Study finds alarming rate of decline in ChatGPT performance
A new study by researchers from the University of California, Berkeley and Stanford University has found that ChatGPT, developed by OpenAI, is experiencing a significant decline in performance, and may even be getting worse.
Stay up-to-date with the latest cryptocurrency market trends and blockchain news and information by following CFTime page now.
Researchers analyzed different versions of ChatGPT and developed strict benchmarks to evaluate the model's ability in mathematical, coding, and visual reasoning tasks. The results showed a stunning decline in ChatGPT's performance.
Tests showed that in the mathematical challenge of determining prime numbers, ChatGPT's accuracy dropped from 97.6% in March to 2.4% in June.

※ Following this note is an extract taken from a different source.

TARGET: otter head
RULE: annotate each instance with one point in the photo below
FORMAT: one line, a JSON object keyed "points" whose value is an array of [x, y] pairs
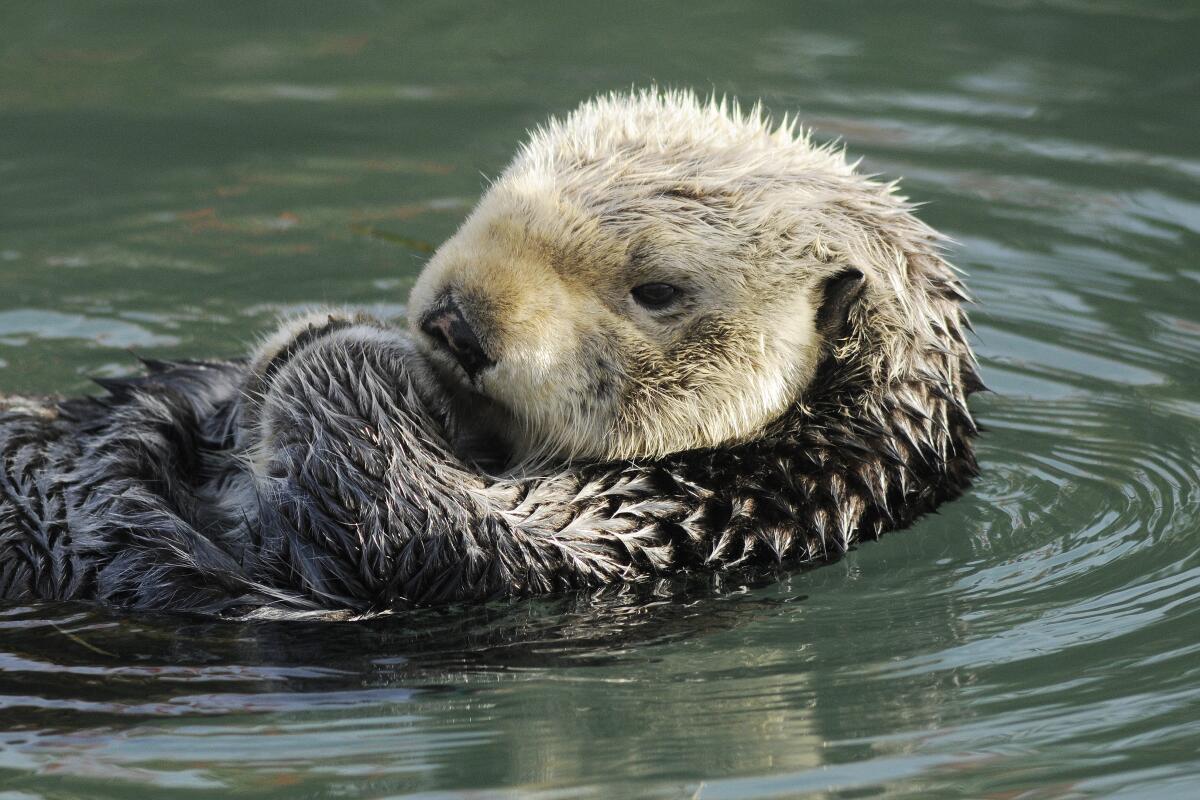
{"points": [[657, 274]]}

The decline was especially noticeable in the software coding abilities of the chatbot.
In addition, researchers evaluated reasoning abilities using visual prompts from the Abstract Reasoning Corpus (ARC) dataset, and observed a significant decline. The study also found that the percentage of direct executable generation for GPT-4 dropped from 52% in March to 10.0% in June. These results were obtained using a pure version of the model, meaning no code interpreter plug-ins were involved.
Researchers hypothesize that this may be one of the side effects of the updates OpenAI made when developing ChatGPT, such as changes introduced to prevent ChatGPT from answering dangerous questions. However, this safety alignment may reduce ChatGPT's usefulness for other tasks. The model now tends to give verbose, indirect answers rather than clear answers.
AI expert Santiago Valderrama suggested a possibility on Twitter that a "cheaper, faster" model mix may have replaced the original ChatGPT architecture. He speculated that there are rumors that OpenAI is using several smaller, more specialized GPT-4 models that act like one big model but with lower operating costs. He believes this may speed up response times for users, but may lower the model's capabilities.
NVIDIA Senior AI Scientist Dr. Jm Fan shared his insights on Twitter, stating that more security typically comes at the cost of less practicality. He believes understanding these results is related to how OpenAI fine-tunes its models.
He speculated that from March to June, OpenAI spent a lot of time fine-tuning and did not have time to fully restore other important abilities. Fan believes other factors may also be at play, including efforts to cut costs, introducing warnings and disclaimers that may "simplify" the model, and a lack of extensive feedback from the community.
AI experts suggest that ChatGPT users may need to lower their expectations. The crazy idea generator that many people initially encountered with the machine looks more subdued - perhaps not as impressive.
Even though ChatGPT's performance has declined, it is still a very powerful model with many impressive capabilities. Additionally, this decline may only be a temporary phenomenon, as OpenAI may make further improvements. Therefore, ChatGPT is still a very valuable tool that can be used for various language and natural language processing tasks.
How can we prevent further deterioration? Some advocates suggest using development models like Meta's LLaMA for community debugging. Continuous benchmark testing and early regression detection are critical.
In addition, ChatGPT's decline also reminds us to balance the security and practicality of AI models. These models need to maintain their performance and functionality while remaining secure. This requires careful fine-tuning and optimization of the models to ensure they can meet a variety of needs.